Parylene conformal coatings have a long history of protecting devices that span the entire medical device application range – from externally communicating to implantable. Included in the Parylene portfolio are life-saving and life-enhancing technologies such as cardiac pacemakers, neurostimulators, shunts, cochlear and retinal implants, and electrosurgical tools. Also included are infusion components like needles, barrels, plungers, seals and septa, as well as high-purity storage containers, protecting both the device from the drug and the drug from the device. Additionally, Parylenes are well suited for use on combination devices such as prefilled syringes and drug-eluting coronary stents.
Because Parylenes are applied under vacuum via a vapour deposition process, the size and complexity of components do not inhibit the coating’s ability to form a conformal layer of protection. Coating with Parylene has virtually no impact on the dimension of the device, regardless of how small it is, and ensures device and component biocompatibility.
Parts to be coated are placed in the ambient-temperature deposition chamber and the dimer (raw material Parylene) is placed into the vaporiser at the opposite end of the system. The dimer sublimates and is then pyrolised into reactive monomer molecules. The Parylene monomer enters the ambient temperature chamber and polymerises on the substrate (see Figure 2).
Because it enters the deposition chamber as a gas, the coating material’s penetration power is superb, enabling film to grow on all surfaces and edges uniformly. This includes inside the smallest crevices of a substrate and into the porosity of elastomers – porosity that may be inherently problematic from a tribological standpoint.
The unique Parylene deposition process allows ultra-thin films to be formed in thicknesses ranging from several hundred angstroms to dozens of microns. Its use has been demonstrated on a host of device classifications that range from surface devices to implant devices, including combination products, e.g. drug eluting coronary stents. Parylene coatings are certified to comply with ISO 10993 as well as USP Class VI biological evaluations (Figure 3).

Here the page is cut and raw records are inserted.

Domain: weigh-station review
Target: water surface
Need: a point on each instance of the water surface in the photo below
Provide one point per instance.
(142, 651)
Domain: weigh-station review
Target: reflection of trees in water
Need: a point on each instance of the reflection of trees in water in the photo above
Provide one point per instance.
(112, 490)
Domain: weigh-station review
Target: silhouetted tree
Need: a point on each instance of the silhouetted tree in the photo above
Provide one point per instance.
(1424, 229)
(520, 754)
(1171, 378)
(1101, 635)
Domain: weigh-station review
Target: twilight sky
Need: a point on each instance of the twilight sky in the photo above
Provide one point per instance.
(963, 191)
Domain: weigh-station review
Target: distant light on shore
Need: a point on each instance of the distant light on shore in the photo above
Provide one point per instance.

Whether designers are working on new devices or improving upon existing technologies, one thing remains true: pharmaceutical therapy is continuing to expand both in the technologies offered and conditions treated. As these technologies become more advanced, protection of devices and associated components becomes even more critical. Parylene conformal coatings offer lubricious, biocompatible protection to meet the challenges these devices face, all while increasing functionality and reliability.